Slowly, slowly is the watchword.

STRANGE WRAPPINGS

Slowly, it turns out, is an understatement.

First, the County Sheriff's Bureau of Criminal Investigation (BCI) arrives and sets to work taking pictures of the bag and of the wooded area surrounding it. As they position themselves here and there, snapping the crime scene from various angles, I stand nearby and study the bag.

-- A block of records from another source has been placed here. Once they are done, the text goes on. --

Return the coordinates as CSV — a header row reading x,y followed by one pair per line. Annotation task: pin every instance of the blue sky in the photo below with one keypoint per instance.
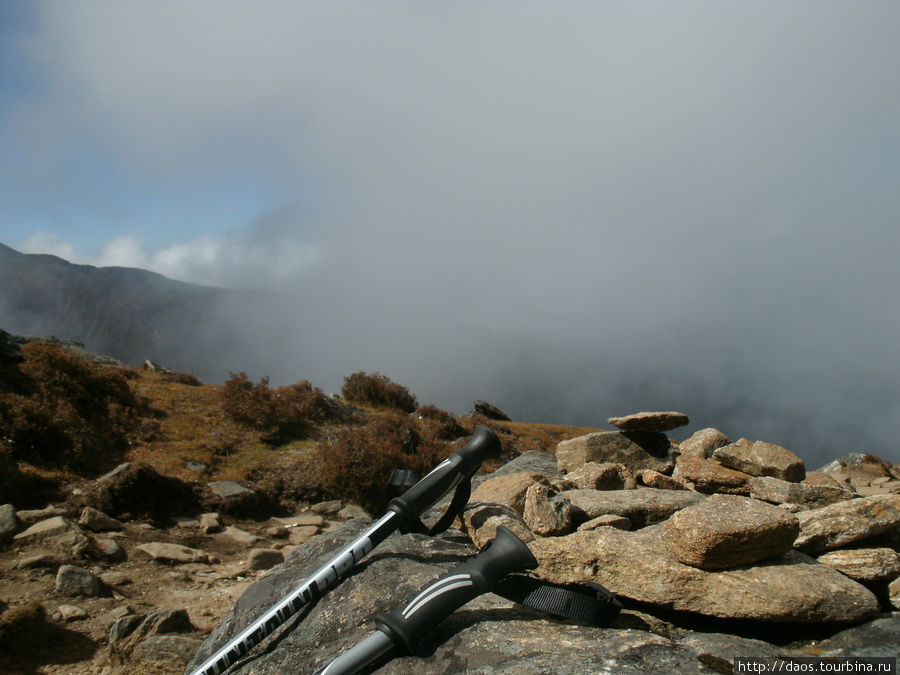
x,y
725,175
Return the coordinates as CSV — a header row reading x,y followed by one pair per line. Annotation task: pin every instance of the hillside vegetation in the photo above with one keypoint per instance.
x,y
65,419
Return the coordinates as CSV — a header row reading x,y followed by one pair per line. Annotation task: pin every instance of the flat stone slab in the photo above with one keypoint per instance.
x,y
638,450
847,522
650,421
758,458
726,531
638,565
642,506
172,553
51,527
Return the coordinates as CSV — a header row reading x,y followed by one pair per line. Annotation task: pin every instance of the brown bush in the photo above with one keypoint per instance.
x,y
281,414
377,390
439,423
356,464
69,411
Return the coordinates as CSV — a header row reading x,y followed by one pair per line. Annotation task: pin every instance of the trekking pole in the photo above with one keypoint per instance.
x,y
406,627
403,514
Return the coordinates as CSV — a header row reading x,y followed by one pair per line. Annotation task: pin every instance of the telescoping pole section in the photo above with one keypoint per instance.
x,y
312,589
403,513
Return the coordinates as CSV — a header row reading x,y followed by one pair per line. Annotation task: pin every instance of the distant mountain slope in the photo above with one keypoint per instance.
x,y
131,314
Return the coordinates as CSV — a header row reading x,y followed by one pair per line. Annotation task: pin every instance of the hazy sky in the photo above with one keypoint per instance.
x,y
713,186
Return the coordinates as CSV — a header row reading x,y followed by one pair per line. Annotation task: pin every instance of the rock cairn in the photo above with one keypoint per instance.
x,y
733,534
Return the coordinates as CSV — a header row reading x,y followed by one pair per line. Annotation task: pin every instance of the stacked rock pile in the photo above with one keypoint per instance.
x,y
735,530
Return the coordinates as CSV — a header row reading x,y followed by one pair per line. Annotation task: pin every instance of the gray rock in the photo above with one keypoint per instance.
x,y
171,553
45,529
661,481
638,450
9,523
703,443
480,522
708,476
864,564
544,517
487,635
878,638
847,522
233,497
761,459
531,461
638,565
603,476
650,421
642,506
98,521
509,489
264,558
809,495
726,531
71,580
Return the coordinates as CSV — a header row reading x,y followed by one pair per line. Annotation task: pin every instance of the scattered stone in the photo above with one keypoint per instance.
x,y
650,421
703,443
642,506
726,531
480,522
330,508
708,476
492,412
115,578
45,529
302,534
509,489
109,549
9,523
864,564
638,450
878,638
761,459
352,511
71,580
661,481
233,497
846,522
264,558
638,565
530,461
544,517
808,495
163,552
38,560
69,613
98,521
619,522
240,536
186,522
32,516
209,523
605,476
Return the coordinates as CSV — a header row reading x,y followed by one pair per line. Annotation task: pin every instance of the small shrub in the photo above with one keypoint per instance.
x,y
440,423
377,390
68,410
281,414
357,463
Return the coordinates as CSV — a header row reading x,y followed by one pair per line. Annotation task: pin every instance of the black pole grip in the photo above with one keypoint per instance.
x,y
444,477
506,553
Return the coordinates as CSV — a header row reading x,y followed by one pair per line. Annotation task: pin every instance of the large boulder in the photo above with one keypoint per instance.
x,y
727,531
638,450
640,566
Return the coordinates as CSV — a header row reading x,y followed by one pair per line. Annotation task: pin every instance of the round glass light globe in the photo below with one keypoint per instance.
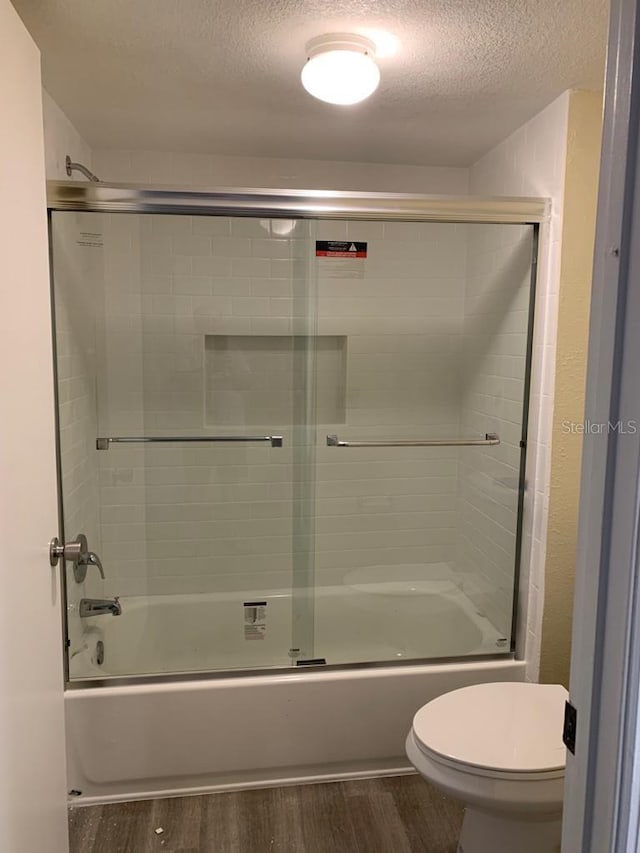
x,y
341,76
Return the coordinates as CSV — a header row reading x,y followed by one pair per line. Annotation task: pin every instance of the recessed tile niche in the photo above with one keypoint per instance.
x,y
261,379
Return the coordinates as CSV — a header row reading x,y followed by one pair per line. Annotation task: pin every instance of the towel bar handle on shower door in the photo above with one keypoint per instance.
x,y
491,438
105,443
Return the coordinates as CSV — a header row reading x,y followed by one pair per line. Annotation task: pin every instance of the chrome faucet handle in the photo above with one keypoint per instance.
x,y
92,559
77,553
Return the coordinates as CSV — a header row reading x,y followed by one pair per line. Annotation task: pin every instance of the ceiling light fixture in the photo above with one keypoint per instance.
x,y
340,68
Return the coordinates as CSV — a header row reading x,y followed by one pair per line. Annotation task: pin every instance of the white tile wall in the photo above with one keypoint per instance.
x,y
531,162
203,518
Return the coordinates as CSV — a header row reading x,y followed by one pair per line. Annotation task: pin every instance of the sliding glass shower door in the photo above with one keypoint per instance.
x,y
289,442
186,399
420,471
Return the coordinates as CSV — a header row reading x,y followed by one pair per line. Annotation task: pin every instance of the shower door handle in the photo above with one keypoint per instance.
x,y
76,552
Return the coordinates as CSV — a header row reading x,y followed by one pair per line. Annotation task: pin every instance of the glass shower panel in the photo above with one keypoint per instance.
x,y
418,484
185,390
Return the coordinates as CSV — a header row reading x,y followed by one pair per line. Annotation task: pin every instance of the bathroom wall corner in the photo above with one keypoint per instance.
x,y
531,162
574,296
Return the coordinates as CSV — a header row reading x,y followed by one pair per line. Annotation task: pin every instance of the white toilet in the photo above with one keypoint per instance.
x,y
497,748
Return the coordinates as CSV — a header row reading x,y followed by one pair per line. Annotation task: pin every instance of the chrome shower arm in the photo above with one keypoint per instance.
x,y
78,167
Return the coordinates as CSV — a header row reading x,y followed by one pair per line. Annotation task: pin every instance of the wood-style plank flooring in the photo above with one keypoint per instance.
x,y
400,814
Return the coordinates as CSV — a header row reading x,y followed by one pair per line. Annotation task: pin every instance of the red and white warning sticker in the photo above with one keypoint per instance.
x,y
340,249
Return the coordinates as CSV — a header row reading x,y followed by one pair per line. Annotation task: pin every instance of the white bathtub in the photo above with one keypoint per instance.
x,y
355,623
215,733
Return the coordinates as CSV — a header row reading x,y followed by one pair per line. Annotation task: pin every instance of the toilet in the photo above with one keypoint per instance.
x,y
498,749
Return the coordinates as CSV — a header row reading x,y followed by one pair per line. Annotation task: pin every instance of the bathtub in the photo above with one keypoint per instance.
x,y
196,733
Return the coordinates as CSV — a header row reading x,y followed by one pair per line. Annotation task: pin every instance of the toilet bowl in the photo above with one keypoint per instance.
x,y
497,748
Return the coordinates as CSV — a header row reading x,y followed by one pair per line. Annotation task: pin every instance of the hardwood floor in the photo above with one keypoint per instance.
x,y
400,814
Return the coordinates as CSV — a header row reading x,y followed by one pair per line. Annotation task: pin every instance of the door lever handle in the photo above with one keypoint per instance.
x,y
76,552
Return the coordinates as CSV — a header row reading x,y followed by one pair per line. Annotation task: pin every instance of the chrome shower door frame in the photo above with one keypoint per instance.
x,y
102,197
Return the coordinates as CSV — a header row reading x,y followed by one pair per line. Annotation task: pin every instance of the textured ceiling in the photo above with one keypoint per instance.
x,y
223,76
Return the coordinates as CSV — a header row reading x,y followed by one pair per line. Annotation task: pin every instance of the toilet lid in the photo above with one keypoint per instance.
x,y
507,726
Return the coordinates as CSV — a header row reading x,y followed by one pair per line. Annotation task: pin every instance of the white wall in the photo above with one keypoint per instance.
x,y
168,168
32,779
531,162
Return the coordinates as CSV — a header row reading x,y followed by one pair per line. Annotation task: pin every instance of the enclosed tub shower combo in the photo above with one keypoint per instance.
x,y
292,440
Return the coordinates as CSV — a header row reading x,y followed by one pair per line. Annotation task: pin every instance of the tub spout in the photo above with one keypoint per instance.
x,y
99,606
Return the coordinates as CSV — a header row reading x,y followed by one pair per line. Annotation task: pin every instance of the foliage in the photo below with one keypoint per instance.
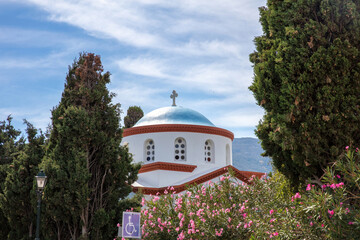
x,y
18,199
10,143
307,78
134,113
265,209
88,171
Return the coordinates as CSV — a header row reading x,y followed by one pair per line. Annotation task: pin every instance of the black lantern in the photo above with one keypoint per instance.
x,y
40,183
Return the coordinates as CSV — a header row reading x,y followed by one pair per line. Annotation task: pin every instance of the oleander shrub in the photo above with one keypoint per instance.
x,y
265,208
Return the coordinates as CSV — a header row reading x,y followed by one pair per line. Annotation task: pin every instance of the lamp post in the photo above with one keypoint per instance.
x,y
40,183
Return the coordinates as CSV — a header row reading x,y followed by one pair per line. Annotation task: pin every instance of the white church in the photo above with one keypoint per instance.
x,y
178,147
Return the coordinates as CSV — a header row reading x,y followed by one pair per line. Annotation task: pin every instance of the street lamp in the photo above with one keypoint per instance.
x,y
40,183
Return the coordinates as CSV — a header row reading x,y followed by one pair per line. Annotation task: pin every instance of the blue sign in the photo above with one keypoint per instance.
x,y
131,225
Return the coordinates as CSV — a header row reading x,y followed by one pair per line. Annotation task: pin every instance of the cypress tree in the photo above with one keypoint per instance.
x,y
18,200
10,144
88,171
134,113
307,79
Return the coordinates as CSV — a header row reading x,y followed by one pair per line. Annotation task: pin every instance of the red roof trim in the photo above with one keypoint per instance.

There is, every official at the site agrees, something puzzling about the way it is packaged.

For starters, when a murdered body is dropped off, it is usually loosely trussed, unceremoniously stuffed into a cardboard box or barrel, then heaved into a deserted corner of the world such as a culvert or secluded woods.

This bag, however, has been handled with extraordinary care. There is even a whimsical quality to the wrapping, almost as if it were a gift package. The person who performed the wrapping obviously did so with a great deal of flair, and this fact already provides clues concerning the perpetrator's personality.

The murderer appears to be a careful, thorough person, who takes a kind of punctilious pride in his workor perhaps her work; a person with deft hands and thus, perhaps, some manual or artistic skills; a person who knows, as a trained and alert professional killer might know, the importance of small details and the fact that one small, foolish mistake can tip your hand and lead to your arrest.